Liaquat Ahamed — 1873: The Rothschilds and the First Great Depression
Financial historian Liaquat Ahamed and journalist Steven Weisman examine the 1873 global financial collapse — the first truly worldwide economic crisis and a template for every one that followed.
Why we picked this
Ahamed's Pulitzer-winning 'Lords of Finance' made the 1929 crash comprehensible to a general audience — he brings the same gift for economic narrative to an earlier crisis that shaped everything that came after.

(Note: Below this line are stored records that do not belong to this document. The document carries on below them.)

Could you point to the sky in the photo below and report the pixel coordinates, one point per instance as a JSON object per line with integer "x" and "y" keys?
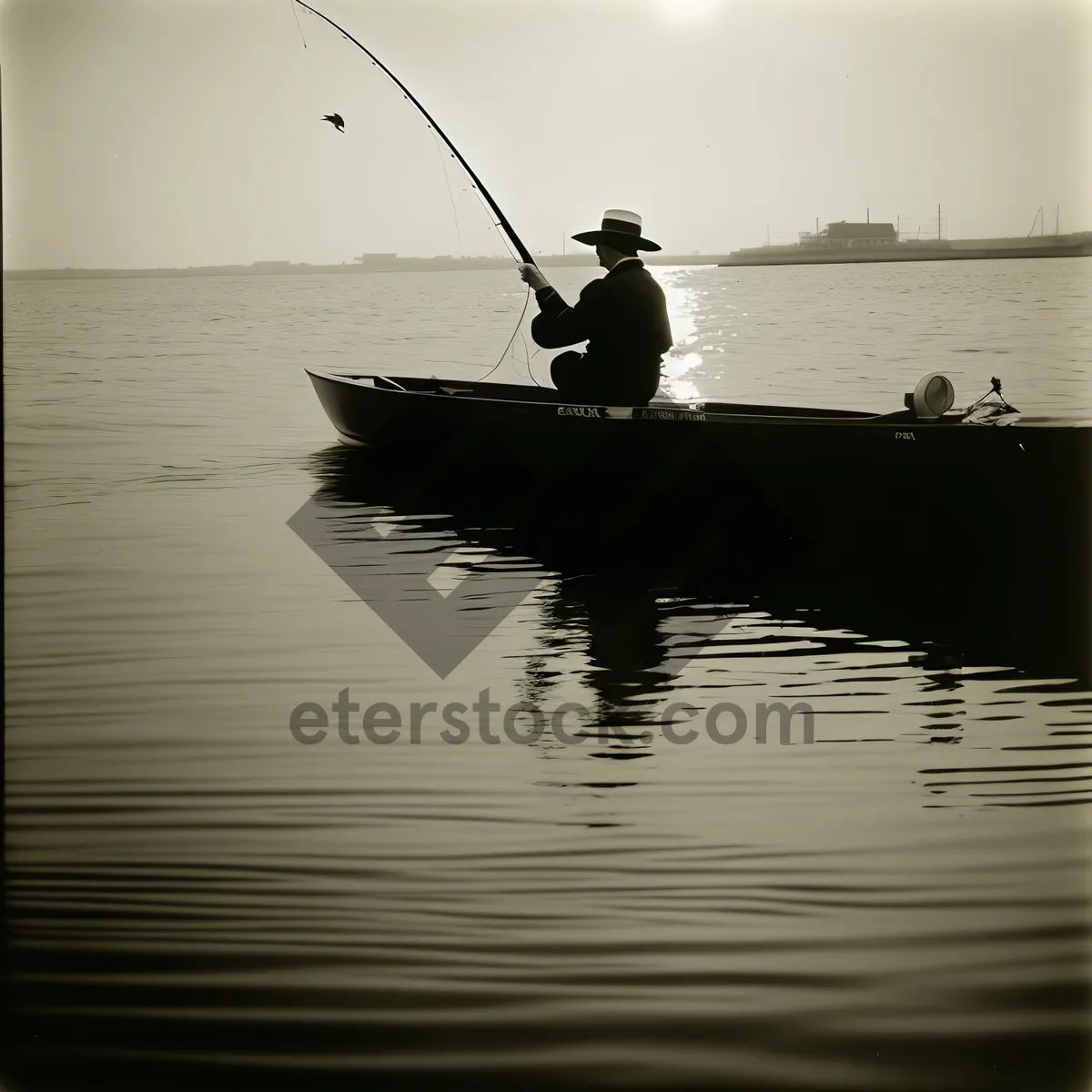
{"x": 187, "y": 132}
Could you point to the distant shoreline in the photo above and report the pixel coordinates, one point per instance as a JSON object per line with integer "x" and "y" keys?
{"x": 386, "y": 265}
{"x": 947, "y": 250}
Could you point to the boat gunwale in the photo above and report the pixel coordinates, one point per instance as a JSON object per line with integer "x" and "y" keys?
{"x": 696, "y": 412}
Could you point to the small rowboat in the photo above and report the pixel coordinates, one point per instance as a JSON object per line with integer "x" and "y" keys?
{"x": 530, "y": 430}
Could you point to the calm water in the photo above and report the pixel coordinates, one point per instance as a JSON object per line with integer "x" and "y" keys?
{"x": 194, "y": 895}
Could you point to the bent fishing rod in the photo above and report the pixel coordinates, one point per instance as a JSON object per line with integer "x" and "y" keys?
{"x": 501, "y": 218}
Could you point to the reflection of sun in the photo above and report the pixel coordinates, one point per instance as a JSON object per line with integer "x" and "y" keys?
{"x": 687, "y": 11}
{"x": 682, "y": 308}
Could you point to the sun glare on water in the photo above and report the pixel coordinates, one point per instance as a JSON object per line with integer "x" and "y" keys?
{"x": 687, "y": 11}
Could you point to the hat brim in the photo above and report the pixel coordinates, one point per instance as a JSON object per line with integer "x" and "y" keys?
{"x": 591, "y": 238}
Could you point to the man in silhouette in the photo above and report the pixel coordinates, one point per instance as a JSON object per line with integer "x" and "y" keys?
{"x": 622, "y": 317}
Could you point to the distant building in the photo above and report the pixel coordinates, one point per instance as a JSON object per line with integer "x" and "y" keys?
{"x": 842, "y": 234}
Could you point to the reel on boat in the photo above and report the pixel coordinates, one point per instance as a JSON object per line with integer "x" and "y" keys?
{"x": 933, "y": 398}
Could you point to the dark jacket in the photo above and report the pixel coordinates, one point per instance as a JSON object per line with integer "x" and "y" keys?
{"x": 622, "y": 316}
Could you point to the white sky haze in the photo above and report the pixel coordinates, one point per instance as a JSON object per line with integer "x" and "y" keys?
{"x": 187, "y": 132}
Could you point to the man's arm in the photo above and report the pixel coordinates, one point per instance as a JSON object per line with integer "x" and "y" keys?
{"x": 557, "y": 325}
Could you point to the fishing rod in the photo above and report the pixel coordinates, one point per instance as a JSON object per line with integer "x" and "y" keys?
{"x": 501, "y": 218}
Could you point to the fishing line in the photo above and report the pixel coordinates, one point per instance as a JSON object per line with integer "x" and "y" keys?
{"x": 292, "y": 4}
{"x": 451, "y": 197}
{"x": 498, "y": 218}
{"x": 511, "y": 339}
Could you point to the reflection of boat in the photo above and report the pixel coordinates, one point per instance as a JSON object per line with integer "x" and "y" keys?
{"x": 965, "y": 591}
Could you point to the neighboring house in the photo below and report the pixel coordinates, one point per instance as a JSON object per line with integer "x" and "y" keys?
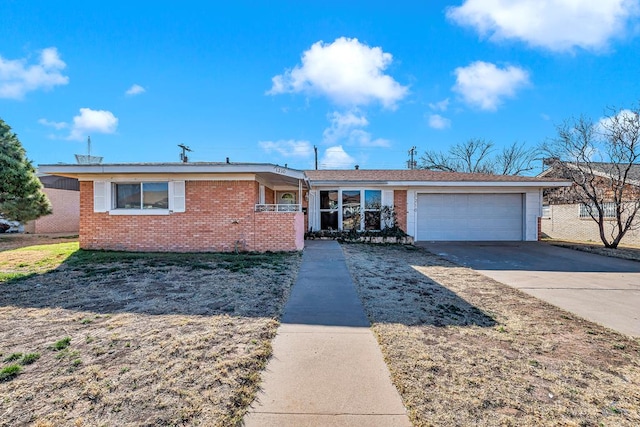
{"x": 565, "y": 217}
{"x": 263, "y": 207}
{"x": 64, "y": 195}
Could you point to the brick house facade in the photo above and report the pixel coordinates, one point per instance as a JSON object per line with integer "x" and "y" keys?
{"x": 64, "y": 195}
{"x": 225, "y": 207}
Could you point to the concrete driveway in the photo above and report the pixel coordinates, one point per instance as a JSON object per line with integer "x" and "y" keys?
{"x": 598, "y": 288}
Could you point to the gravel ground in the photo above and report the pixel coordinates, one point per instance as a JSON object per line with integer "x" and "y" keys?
{"x": 466, "y": 350}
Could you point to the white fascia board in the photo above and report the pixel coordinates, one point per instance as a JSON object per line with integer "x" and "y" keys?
{"x": 416, "y": 184}
{"x": 152, "y": 177}
{"x": 535, "y": 184}
{"x": 187, "y": 168}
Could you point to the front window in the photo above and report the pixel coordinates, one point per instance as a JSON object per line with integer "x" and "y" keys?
{"x": 145, "y": 195}
{"x": 609, "y": 209}
{"x": 329, "y": 210}
{"x": 372, "y": 206}
{"x": 350, "y": 209}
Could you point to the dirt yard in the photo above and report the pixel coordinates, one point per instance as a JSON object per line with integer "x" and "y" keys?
{"x": 102, "y": 338}
{"x": 466, "y": 350}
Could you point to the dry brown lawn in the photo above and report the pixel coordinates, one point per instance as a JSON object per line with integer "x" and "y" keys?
{"x": 14, "y": 241}
{"x": 465, "y": 350}
{"x": 153, "y": 339}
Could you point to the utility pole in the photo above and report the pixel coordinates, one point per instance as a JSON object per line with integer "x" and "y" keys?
{"x": 183, "y": 155}
{"x": 315, "y": 149}
{"x": 412, "y": 164}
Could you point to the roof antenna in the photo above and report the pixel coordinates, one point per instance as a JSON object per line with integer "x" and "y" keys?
{"x": 88, "y": 159}
{"x": 183, "y": 155}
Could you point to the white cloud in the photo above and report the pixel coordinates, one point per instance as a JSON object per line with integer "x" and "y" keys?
{"x": 440, "y": 106}
{"x": 364, "y": 139}
{"x": 346, "y": 71}
{"x": 288, "y": 148}
{"x": 484, "y": 85}
{"x": 342, "y": 124}
{"x": 92, "y": 121}
{"x": 55, "y": 125}
{"x": 17, "y": 77}
{"x": 557, "y": 25}
{"x": 337, "y": 158}
{"x": 436, "y": 121}
{"x": 135, "y": 90}
{"x": 348, "y": 127}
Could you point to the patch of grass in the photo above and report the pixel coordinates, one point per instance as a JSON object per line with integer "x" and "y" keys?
{"x": 12, "y": 357}
{"x": 197, "y": 327}
{"x": 22, "y": 263}
{"x": 29, "y": 358}
{"x": 9, "y": 372}
{"x": 534, "y": 365}
{"x": 61, "y": 344}
{"x": 9, "y": 277}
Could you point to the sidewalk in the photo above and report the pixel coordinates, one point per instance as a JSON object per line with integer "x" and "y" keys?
{"x": 327, "y": 368}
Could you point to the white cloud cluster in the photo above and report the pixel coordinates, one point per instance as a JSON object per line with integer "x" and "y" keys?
{"x": 346, "y": 71}
{"x": 436, "y": 121}
{"x": 484, "y": 85}
{"x": 337, "y": 158}
{"x": 288, "y": 148}
{"x": 92, "y": 121}
{"x": 557, "y": 25}
{"x": 17, "y": 77}
{"x": 349, "y": 127}
{"x": 135, "y": 90}
{"x": 87, "y": 122}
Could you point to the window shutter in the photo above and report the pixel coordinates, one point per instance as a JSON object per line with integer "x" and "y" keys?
{"x": 178, "y": 196}
{"x": 100, "y": 196}
{"x": 387, "y": 198}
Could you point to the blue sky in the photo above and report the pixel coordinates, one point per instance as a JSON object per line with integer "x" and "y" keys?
{"x": 268, "y": 81}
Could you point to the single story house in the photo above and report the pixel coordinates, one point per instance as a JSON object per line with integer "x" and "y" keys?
{"x": 188, "y": 207}
{"x": 565, "y": 217}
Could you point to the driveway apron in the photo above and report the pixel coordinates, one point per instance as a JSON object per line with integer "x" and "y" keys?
{"x": 600, "y": 289}
{"x": 327, "y": 368}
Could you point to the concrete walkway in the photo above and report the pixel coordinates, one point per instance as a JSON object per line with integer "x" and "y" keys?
{"x": 327, "y": 368}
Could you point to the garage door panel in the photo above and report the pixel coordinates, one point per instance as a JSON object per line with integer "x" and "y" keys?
{"x": 470, "y": 217}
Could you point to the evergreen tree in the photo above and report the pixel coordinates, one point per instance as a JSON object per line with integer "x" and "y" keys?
{"x": 21, "y": 195}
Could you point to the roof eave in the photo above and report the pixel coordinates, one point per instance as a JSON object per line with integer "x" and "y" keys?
{"x": 73, "y": 170}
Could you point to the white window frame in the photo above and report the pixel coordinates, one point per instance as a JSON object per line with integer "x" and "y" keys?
{"x": 546, "y": 211}
{"x": 104, "y": 198}
{"x": 386, "y": 196}
{"x": 608, "y": 207}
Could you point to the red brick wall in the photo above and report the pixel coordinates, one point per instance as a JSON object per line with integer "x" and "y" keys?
{"x": 400, "y": 205}
{"x": 219, "y": 217}
{"x": 65, "y": 217}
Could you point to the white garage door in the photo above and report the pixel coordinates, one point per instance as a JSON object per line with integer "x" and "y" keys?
{"x": 469, "y": 217}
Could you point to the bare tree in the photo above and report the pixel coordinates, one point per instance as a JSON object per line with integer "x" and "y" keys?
{"x": 601, "y": 159}
{"x": 516, "y": 159}
{"x": 476, "y": 156}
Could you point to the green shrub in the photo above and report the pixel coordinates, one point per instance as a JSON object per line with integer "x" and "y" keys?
{"x": 9, "y": 372}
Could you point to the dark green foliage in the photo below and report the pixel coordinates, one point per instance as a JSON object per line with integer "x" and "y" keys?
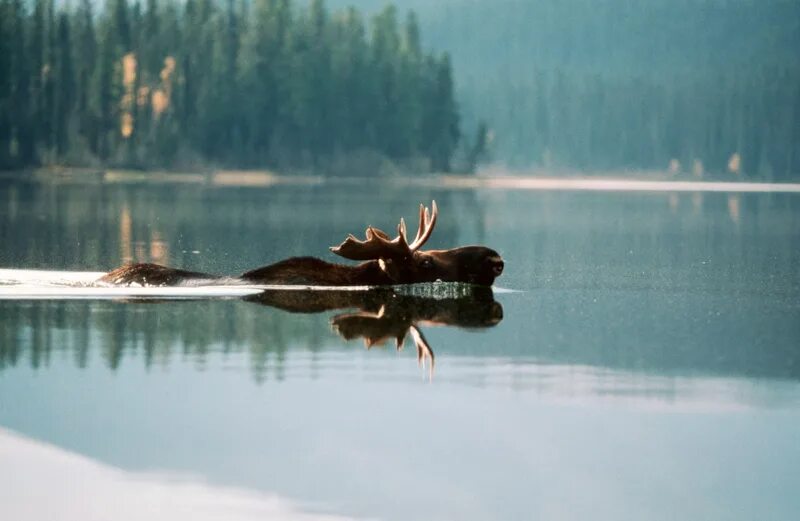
{"x": 620, "y": 84}
{"x": 159, "y": 84}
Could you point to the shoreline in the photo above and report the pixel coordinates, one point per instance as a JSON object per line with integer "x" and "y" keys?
{"x": 644, "y": 181}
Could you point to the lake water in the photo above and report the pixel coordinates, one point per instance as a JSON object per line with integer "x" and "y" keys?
{"x": 646, "y": 364}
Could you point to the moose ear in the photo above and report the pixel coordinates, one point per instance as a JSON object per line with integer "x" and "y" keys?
{"x": 391, "y": 268}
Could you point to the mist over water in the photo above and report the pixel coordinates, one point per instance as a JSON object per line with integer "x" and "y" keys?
{"x": 645, "y": 365}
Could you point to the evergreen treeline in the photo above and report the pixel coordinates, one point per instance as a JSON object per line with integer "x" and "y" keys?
{"x": 632, "y": 84}
{"x": 236, "y": 83}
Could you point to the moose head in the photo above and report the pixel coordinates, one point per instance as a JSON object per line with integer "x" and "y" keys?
{"x": 406, "y": 263}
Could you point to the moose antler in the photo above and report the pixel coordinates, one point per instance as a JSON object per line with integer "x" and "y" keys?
{"x": 378, "y": 244}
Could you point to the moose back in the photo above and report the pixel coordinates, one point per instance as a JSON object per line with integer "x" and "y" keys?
{"x": 385, "y": 261}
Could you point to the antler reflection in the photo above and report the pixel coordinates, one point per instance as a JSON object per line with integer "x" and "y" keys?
{"x": 384, "y": 315}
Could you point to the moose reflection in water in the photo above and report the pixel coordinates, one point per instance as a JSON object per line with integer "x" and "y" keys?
{"x": 381, "y": 315}
{"x": 386, "y": 262}
{"x": 299, "y": 321}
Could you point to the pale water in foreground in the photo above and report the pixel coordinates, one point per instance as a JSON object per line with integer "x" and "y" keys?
{"x": 647, "y": 364}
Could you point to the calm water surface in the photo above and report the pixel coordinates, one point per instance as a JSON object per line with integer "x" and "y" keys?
{"x": 647, "y": 365}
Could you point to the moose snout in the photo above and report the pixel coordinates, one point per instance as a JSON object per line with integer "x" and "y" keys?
{"x": 497, "y": 265}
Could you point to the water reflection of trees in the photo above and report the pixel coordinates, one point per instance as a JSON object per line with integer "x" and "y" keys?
{"x": 95, "y": 226}
{"x": 266, "y": 327}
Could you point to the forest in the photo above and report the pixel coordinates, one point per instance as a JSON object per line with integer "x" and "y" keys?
{"x": 194, "y": 83}
{"x": 691, "y": 87}
{"x": 707, "y": 87}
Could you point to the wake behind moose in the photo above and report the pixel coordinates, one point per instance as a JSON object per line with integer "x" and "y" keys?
{"x": 386, "y": 262}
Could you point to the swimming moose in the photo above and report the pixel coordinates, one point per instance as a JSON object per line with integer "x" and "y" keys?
{"x": 386, "y": 262}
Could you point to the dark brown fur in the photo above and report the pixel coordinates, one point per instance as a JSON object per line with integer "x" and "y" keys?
{"x": 387, "y": 262}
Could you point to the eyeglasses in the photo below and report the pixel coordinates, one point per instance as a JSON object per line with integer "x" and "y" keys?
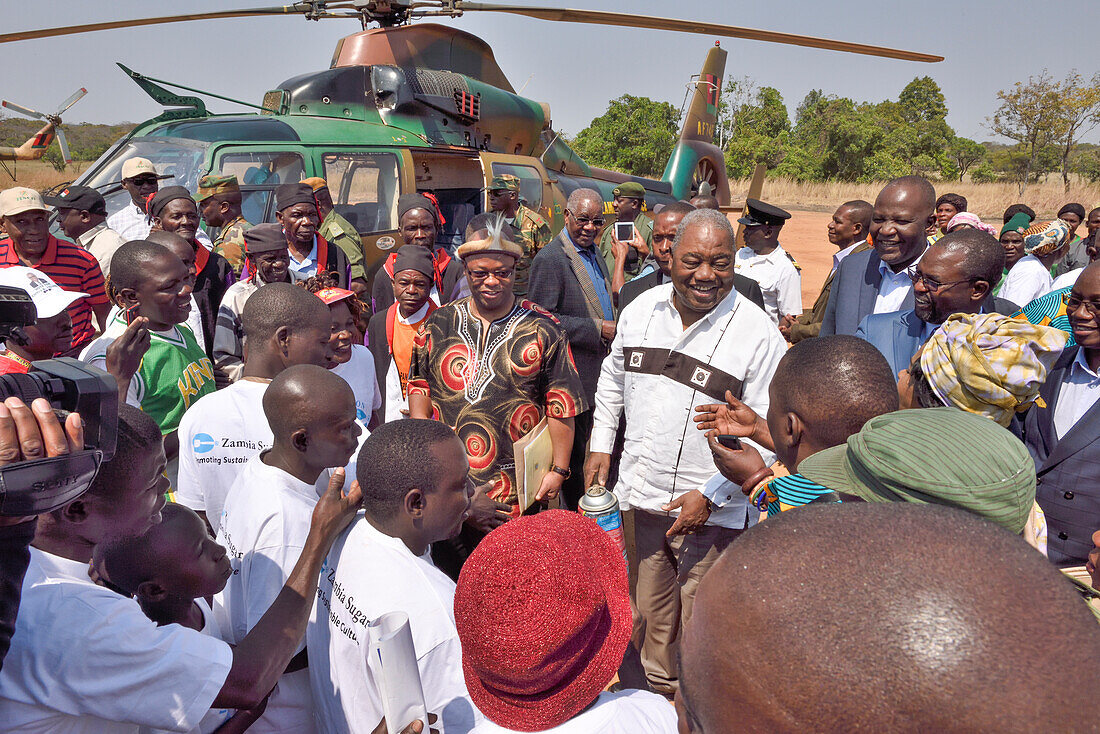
{"x": 503, "y": 274}
{"x": 935, "y": 286}
{"x": 584, "y": 221}
{"x": 1073, "y": 303}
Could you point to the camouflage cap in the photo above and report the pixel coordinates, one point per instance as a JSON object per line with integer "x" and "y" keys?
{"x": 504, "y": 182}
{"x": 316, "y": 183}
{"x": 210, "y": 185}
{"x": 629, "y": 190}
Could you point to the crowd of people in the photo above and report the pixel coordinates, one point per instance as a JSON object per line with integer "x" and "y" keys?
{"x": 809, "y": 494}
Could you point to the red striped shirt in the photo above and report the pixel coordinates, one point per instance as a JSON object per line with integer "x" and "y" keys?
{"x": 73, "y": 269}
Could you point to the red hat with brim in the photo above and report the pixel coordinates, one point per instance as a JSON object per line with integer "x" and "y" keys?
{"x": 542, "y": 610}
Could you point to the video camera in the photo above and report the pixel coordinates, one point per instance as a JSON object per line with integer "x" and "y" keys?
{"x": 41, "y": 485}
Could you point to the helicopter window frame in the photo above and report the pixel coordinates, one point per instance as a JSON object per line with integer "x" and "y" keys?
{"x": 372, "y": 214}
{"x": 530, "y": 182}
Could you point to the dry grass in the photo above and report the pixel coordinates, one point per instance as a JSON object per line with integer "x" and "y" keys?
{"x": 39, "y": 174}
{"x": 987, "y": 200}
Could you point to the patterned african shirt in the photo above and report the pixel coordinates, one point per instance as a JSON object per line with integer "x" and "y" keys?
{"x": 230, "y": 242}
{"x": 1048, "y": 309}
{"x": 534, "y": 234}
{"x": 492, "y": 385}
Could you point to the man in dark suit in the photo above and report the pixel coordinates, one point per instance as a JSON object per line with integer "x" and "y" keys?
{"x": 847, "y": 230}
{"x": 570, "y": 280}
{"x": 878, "y": 281}
{"x": 956, "y": 275}
{"x": 664, "y": 230}
{"x": 1063, "y": 436}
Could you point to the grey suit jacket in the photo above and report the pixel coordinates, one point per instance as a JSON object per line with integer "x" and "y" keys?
{"x": 899, "y": 335}
{"x": 851, "y": 297}
{"x": 554, "y": 286}
{"x": 1068, "y": 470}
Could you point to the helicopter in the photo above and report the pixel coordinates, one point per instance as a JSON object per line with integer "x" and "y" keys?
{"x": 411, "y": 107}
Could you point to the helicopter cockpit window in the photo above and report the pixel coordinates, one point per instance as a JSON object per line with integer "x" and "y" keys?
{"x": 364, "y": 188}
{"x": 172, "y": 156}
{"x": 530, "y": 182}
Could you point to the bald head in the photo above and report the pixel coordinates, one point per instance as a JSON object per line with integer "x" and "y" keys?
{"x": 851, "y": 383}
{"x": 878, "y": 617}
{"x": 306, "y": 396}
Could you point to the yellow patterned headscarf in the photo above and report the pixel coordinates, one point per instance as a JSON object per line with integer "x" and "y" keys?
{"x": 990, "y": 364}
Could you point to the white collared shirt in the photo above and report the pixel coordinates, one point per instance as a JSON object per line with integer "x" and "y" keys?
{"x": 101, "y": 241}
{"x": 87, "y": 659}
{"x": 778, "y": 277}
{"x": 1027, "y": 280}
{"x": 263, "y": 528}
{"x": 666, "y": 455}
{"x": 895, "y": 292}
{"x": 366, "y": 574}
{"x": 1080, "y": 390}
{"x": 838, "y": 258}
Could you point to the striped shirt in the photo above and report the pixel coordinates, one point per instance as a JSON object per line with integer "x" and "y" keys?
{"x": 74, "y": 269}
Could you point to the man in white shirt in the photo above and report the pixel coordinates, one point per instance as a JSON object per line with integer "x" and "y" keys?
{"x": 81, "y": 214}
{"x": 763, "y": 260}
{"x": 679, "y": 346}
{"x": 418, "y": 491}
{"x": 265, "y": 523}
{"x": 85, "y": 658}
{"x": 561, "y": 571}
{"x": 284, "y": 326}
{"x": 879, "y": 280}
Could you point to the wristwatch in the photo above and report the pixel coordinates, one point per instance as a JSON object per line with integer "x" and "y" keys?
{"x": 565, "y": 473}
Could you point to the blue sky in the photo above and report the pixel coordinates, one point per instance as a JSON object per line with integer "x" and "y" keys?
{"x": 988, "y": 44}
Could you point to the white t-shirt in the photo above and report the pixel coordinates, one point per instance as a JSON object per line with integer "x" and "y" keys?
{"x": 84, "y": 659}
{"x": 626, "y": 712}
{"x": 1027, "y": 280}
{"x": 374, "y": 573}
{"x": 217, "y": 437}
{"x": 215, "y": 718}
{"x": 359, "y": 373}
{"x": 779, "y": 280}
{"x": 263, "y": 528}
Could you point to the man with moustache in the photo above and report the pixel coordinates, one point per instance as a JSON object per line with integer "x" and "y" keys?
{"x": 679, "y": 346}
{"x": 955, "y": 276}
{"x": 847, "y": 230}
{"x": 879, "y": 281}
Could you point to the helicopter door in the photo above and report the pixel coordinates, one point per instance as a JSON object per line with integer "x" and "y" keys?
{"x": 534, "y": 185}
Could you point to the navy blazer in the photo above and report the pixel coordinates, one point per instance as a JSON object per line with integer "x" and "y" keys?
{"x": 855, "y": 288}
{"x": 1068, "y": 470}
{"x": 898, "y": 335}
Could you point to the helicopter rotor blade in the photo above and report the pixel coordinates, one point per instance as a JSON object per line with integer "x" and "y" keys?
{"x": 63, "y": 143}
{"x": 298, "y": 8}
{"x": 22, "y": 110}
{"x": 629, "y": 20}
{"x": 76, "y": 97}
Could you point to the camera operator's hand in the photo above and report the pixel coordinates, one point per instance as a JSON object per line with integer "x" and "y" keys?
{"x": 35, "y": 433}
{"x": 124, "y": 354}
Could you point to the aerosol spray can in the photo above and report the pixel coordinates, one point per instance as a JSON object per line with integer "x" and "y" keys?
{"x": 602, "y": 506}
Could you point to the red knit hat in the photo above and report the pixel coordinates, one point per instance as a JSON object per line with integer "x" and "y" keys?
{"x": 542, "y": 611}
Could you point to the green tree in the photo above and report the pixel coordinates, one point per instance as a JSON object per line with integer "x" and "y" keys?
{"x": 965, "y": 153}
{"x": 636, "y": 135}
{"x": 1030, "y": 114}
{"x": 1080, "y": 112}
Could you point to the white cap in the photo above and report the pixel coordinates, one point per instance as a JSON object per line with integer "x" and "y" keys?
{"x": 136, "y": 166}
{"x": 19, "y": 199}
{"x": 50, "y": 298}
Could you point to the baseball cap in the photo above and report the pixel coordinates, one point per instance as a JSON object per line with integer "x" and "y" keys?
{"x": 136, "y": 166}
{"x": 83, "y": 198}
{"x": 19, "y": 199}
{"x": 50, "y": 298}
{"x": 933, "y": 456}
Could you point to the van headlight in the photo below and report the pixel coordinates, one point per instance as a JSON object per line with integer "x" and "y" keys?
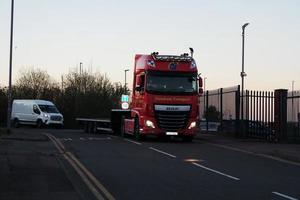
{"x": 149, "y": 124}
{"x": 192, "y": 125}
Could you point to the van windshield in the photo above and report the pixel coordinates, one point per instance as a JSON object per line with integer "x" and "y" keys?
{"x": 48, "y": 109}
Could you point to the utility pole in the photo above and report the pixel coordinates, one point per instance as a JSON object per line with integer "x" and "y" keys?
{"x": 243, "y": 74}
{"x": 10, "y": 69}
{"x": 125, "y": 85}
{"x": 293, "y": 82}
{"x": 204, "y": 93}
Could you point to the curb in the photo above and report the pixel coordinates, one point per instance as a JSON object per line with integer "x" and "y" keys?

Liaquat Ahamed, whose Lords of Finance won the Pulitzer Prize for its account of the four central bankers who inadvertently caused the Great Depression, turns his attention to an earlier and less-examined catastrophe: the financial collapse of 1873, which devastated economies from Vienna to New York and set in motion years of deflation, unemployment, and political instability across the industrialized world. 1873: The Rothschilds, the First Great Depression uses the Rothschild banking dynasty as a lens through which to understand how interconnected financial systems can amplify and transmit shocks.
Steven R. Weisman, a former New York Times foreign correspondent and now a senior fellow at the Peterson Institute, joins as moderator. Weisman’s own work on the history of US tax policy and economic nationalism gives him the background to push Ahamed on the contemporary resonances of 1873 — a year when protectionism surged and international economic cooperation collapsed.
The parallels to current conditions are not labored but unavoidable. Ahamed is the kind of economic historian who makes these connections visible without being reductive about them, and this promises to be one of the more intellectually nourishing evenings of the spring season.